His father, LaVar Ball, clearly lacked market knowledge and understanding of their core consumers. Here are three ways that LaVar Ball could have understood and engaged with his customers and avoided this costly misstep.
Know When The Price Is Right: Price Testing
The backbone of economics refers to how much a product is desired by its buyers. The law of demand states that, if all other factors remain equal, the higher the price of a good, the less demand for that good will be. Well, if I can be like Mike for $210, and like Kobe for $200, I certainly don’t want to be like Ball and pay over $220 for flip flops.
What’s more, LaVar Ball blindly guessed what potential buyers would pay for his product. In a recent interview with ESPN’s Darren Rovell he said, “I figure that’s what the shoe is worth. When you are your own owner you can come up with any price you want.” The shoe has yet to prove its market profitability.
Ensure The Perfect Launch: In-Home Usage Tests
Proper market research on a basketball shoe launch should take years of on and off the court testing, feedback, and refinement. To this point, no one has tested this shoe and both of LaVar’s two other sons, elite high school prospects, refuse to wear the shoe on the court. So, the Big Baller Brand is hoping the customer will pay 2X for a shoe that has not proven its long-term durability.
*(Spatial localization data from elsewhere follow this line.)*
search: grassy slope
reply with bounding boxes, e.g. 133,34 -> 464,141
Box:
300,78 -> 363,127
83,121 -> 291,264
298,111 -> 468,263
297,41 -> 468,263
Customer Loyalty Is Everything: Brand Loyalty
How do we improve a brands connection to Big Baller Brand loyal customers when you don’t have a long-term following? Until reading this article, most of you have not heard of Lonzo Ball. Even LeBron James, who is without a doubt the greatest “brand” on the court, after Michael Jordan, does not have the audacity to make his trademark shoes unattainable to his diehard fans. Gauging the demand of your shoe typically comes from a time and tested relationship with your brand followers, which is something Ball lacks.
How Could LaVar Have Avoided this Fail?
He could have been a leader in intimacy, engagement, analytics, and execution with a private online community to garner actionable insights. In this community, he could have received feedback to help mitigate risks and adjust his marketing, product, and price point. Instead he instigated a social media hurricane on channels like Instagram.
LaVar Ball is certainly gaining attention, but he is demonstrating that all press is not good press. His arrogance is not only hurting the Big Baller Brand, but is hurting his son’s brand and loyal fans.